Los encastres son el artefacto perfecto para pensar las conjunciones en algunos títulos de los poemas: “El tiempo y los árboles”, “Los narcisos y las plantas fosforescentes”, “La flor y el espejo”; todos instalan una microatmósfera de misterio latente: un corazón late delator con el lenguaje confundido, y hay también dislocadas sinestesias: ¡los insectos maúllan! ¡Hay flores musicales! El conjunto se completa con las “floraciones elegiacas” de la segunda parte: “estación detenida por donde se abren paso los muertos”; evidencias de la pérdida pero también de apariciones que hablan con alfabetos arcaicos a las tejedoras que persisten en la tarea de cruzar hilos al vacío.
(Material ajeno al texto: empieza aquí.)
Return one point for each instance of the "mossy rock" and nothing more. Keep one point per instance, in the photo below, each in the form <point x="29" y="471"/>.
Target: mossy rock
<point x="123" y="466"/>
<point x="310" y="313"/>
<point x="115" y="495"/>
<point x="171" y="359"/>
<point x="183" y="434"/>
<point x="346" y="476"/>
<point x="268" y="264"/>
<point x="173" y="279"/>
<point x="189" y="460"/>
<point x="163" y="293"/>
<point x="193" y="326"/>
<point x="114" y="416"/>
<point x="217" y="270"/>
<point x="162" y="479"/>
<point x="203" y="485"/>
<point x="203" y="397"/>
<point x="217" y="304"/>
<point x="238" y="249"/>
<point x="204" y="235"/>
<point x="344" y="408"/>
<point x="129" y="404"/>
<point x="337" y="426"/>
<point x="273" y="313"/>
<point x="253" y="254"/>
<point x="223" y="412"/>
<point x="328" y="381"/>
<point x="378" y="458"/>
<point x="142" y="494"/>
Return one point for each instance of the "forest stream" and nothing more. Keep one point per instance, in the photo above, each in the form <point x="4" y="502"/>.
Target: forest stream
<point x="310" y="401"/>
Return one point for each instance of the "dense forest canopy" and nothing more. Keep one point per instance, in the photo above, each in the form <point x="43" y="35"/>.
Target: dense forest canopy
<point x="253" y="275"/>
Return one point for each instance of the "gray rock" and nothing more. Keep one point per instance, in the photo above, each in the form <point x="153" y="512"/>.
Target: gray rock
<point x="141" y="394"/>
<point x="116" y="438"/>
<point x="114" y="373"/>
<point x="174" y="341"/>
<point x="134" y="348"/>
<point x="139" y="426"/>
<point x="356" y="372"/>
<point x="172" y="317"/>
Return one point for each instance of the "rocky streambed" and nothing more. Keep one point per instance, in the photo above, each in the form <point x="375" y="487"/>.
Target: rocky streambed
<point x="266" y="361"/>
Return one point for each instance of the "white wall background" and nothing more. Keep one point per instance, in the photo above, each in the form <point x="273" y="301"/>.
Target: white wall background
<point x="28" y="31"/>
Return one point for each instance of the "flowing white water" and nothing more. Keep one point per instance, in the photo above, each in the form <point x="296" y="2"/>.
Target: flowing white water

En su origen “druida” significaba “aquel que conoce el roble”. En la religión de los druidas el árbol sagrado del que procede la rama dorada que cantó Virgilio y que originó el estudio de James George Frazer sobre el mito del rey custodio del santuario de Diana en el lago de Nemi. En los poemas de Robles hay un fondo druida —más allá del juego asociativo con el patronímico— en el carácter sagrado que adquieren los elementos de la naturaleza. En un verso dice “pasábamos a otros mundos por las cosas”, lo que conduce a pensar en una relación plástica y mágica con los objetos del mundo, un vínculo de artista devenida druida. O quizás sea el inconsciente mitológico que actualiza toda poesía que busca transfigurar o establecer una relación distinta con las cosas del mundo. Una poesía con la que dialogar en la tradición imaginante.